The painting represents three characters who stand out against a very dark background. Slightly off-center in the composition, Beaufort is seated, dressed in a characteristic cardinal's outfit: he is wrapped in his cassock, with his mozzetta covering the upper body, and wearing the biretta. He fills the space with the red colour, which is the only mass of intense colour of the painting. Joan is seen bedridden, with her face tired, looking to above, as if asking God's help, and with her wrists chained, while her hands have crossed fingers, as if in prayer. The composition shows Joan huddled to the right of the painting, as if she feels crushed by the presence of her interrogator. A third character, standing in the darkness, holds an open book and takes notes of the minutes of the interrogation.

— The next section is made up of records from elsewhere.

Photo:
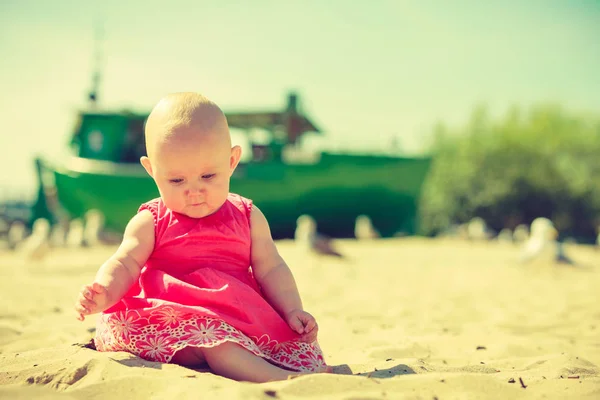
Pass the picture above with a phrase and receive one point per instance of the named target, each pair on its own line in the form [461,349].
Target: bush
[542,163]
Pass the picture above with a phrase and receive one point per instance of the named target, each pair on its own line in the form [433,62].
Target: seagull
[364,229]
[505,236]
[521,233]
[477,229]
[16,234]
[307,237]
[36,245]
[75,233]
[542,243]
[94,222]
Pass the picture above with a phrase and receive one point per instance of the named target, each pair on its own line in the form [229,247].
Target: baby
[198,279]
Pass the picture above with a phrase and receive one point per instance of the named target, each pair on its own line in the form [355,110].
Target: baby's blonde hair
[177,111]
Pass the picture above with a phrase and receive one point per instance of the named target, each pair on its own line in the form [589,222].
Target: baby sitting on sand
[197,278]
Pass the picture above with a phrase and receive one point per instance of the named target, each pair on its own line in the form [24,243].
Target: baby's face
[193,175]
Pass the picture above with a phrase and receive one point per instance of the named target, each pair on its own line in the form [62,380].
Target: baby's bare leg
[233,361]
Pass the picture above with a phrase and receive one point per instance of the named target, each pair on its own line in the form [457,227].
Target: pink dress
[197,289]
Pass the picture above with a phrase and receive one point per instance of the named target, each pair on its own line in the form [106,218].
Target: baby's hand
[303,323]
[92,299]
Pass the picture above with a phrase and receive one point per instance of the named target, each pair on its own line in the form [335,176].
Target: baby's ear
[147,165]
[234,159]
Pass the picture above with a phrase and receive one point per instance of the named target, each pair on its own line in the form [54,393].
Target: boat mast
[97,60]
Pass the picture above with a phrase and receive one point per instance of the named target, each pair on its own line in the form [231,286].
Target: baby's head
[189,153]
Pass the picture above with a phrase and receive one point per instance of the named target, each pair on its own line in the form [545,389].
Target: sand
[404,318]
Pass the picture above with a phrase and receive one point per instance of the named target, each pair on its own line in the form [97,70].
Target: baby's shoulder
[241,203]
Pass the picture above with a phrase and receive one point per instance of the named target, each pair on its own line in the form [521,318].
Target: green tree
[542,162]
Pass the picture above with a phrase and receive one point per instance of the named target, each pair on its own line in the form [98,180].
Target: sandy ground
[399,319]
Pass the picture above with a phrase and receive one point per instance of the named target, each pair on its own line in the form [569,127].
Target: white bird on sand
[36,245]
[75,233]
[16,234]
[505,236]
[364,229]
[307,237]
[521,233]
[94,222]
[542,243]
[477,229]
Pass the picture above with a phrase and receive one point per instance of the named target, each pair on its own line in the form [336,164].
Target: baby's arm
[276,279]
[119,272]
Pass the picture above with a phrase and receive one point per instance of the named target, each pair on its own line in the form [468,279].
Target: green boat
[102,171]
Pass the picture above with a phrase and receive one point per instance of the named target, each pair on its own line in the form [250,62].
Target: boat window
[134,145]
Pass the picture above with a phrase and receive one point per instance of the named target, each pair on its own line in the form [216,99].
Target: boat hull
[333,191]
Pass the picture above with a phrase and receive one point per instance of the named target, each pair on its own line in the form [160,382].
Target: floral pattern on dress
[163,331]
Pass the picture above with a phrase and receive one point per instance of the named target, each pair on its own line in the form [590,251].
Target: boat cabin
[119,136]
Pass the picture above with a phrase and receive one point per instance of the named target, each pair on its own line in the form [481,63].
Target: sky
[367,72]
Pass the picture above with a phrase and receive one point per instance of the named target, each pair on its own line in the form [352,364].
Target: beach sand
[407,318]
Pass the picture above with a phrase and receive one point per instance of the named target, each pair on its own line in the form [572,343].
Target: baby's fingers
[309,324]
[98,288]
[87,292]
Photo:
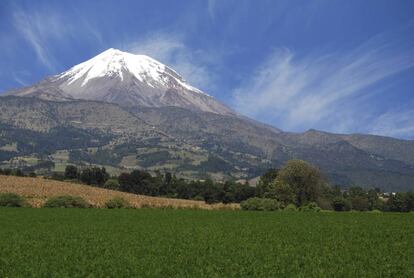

The cardinal's gestures express the tension of the interrogation: one hand is clenched on the arm of his chair, the other extends his index finger imperatively, pointing downward as if to Hell. His mouth is tense and he has a severe expression. His profile against a dark background highlights an aquiline nose and accentuates the hardness of his gaze.

The darkened atmosphere only allows a few decorative elements to be seen. The large stones of the wall represent the dungeon, the partly torn pallet spills a few strands of straw on the ground, and symbolizes Joan's fragility, or, for the viewer warned of her martyrdom, prefigures her pyre.

Delaroche was inspired by English historical paintings created by Joshua Reynolds and his followers. He was aware of it through engravings. The pyramidal composition is based on a painting by James Northcote, where the Jesuit Feckenham questions Jane Grey. The positioning of the jailer on the left and the widening of the format reinforces the representation of the psychological tension between the interrogator and the accused.

A smaller version of the same painting is held at the Wallace Collection, in London.

==Reception==
The painting was shown by Delaroche at the Salon of 1824 in Paris, where it was critically acclaimed. It received praise from Stendhal, who stated that it would help his young author to make a name.